Listen now, to the Wolf!
Hear his howl, and follow!
The beast within become the beast without
Hear now, the names of your champions
And praise them, Noble sons of Russ!
_
(what follows here is to be expanded, but is like an honor roll of current famous Space Wolves. Each will eventually be expanded to be the same length as Brans as I learn more on them, and will cover all 12 Wolf Lords and more!)_

Logan Grimnar, The Old Wolf - indomitable leader of the years
Long of tooth and grey of beard
Cunning beyond all wit and measure
Fierce foe of red-handed rage
Merciful lord of reason

The hand of Russ upon him
Destiny betwixt calloused paws
_(that's all I got! lol.. small spurt of inspiration!)_

Bjorn the Fell Handed - Immortal Champion of Russ forever!

Ragnar Blackmane - The fire in the Fangs heart!

Ulrik the Slayer- Warden and guard to the young and old!

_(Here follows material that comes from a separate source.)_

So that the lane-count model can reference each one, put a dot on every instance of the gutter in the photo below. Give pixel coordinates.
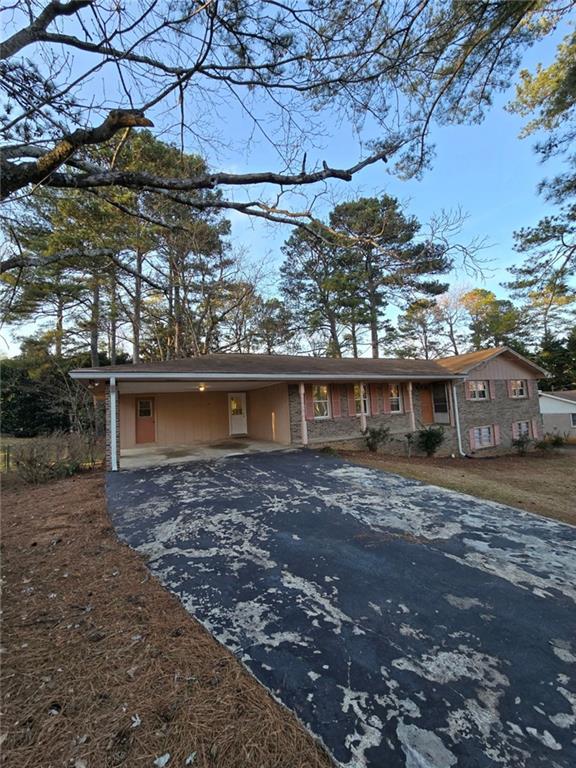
(91, 374)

Njal Stormcaller - Master of the runes and Caller of Fenris' fury!
_(These will be expanded later as well, just stub reminders to myself)_

Bran Redmaw, bloody-handed warrior,
He piles the skulls of his enemies,
He builds a mound of the fallen.
His foes weep rivers of blood.
In fire and rain of death he strides
Mighty axe cleaving foe in twain

With the howl of the wulfen in his soul
His warriors rend the foe to bone and marrow
Fortress tall and foes mighty
Quake and fail at the sight
Of warriors arrayed in such plate
With weapons like unto the Wolfs own!

Bolt shell and frost tooth, claw and fang
All fall before the might of the Twelfth Lord
All fall to his fury, and are fed to the beast within
All fall to the Sons of Russ

_(this next will be at the end of the roll of the living heroes, since the wolves believe Russ alive, and be obviously longer and more intricate as I expand my knowledge of Russ fluff wise)_

Russ, Mightiest of all the Emperors Sons.
Father of the Legion, Master of the Fang
Disciple of the Emperor Benevolent
Master of the beast within
Father of the beast without,
Giver of the cursed mark

_(what follows and would be here will require research, but will be taken form my own fluff and official fluff, stating the names of fallen Space Wolves of fame and how they fell, much like with the current heroes)._


----------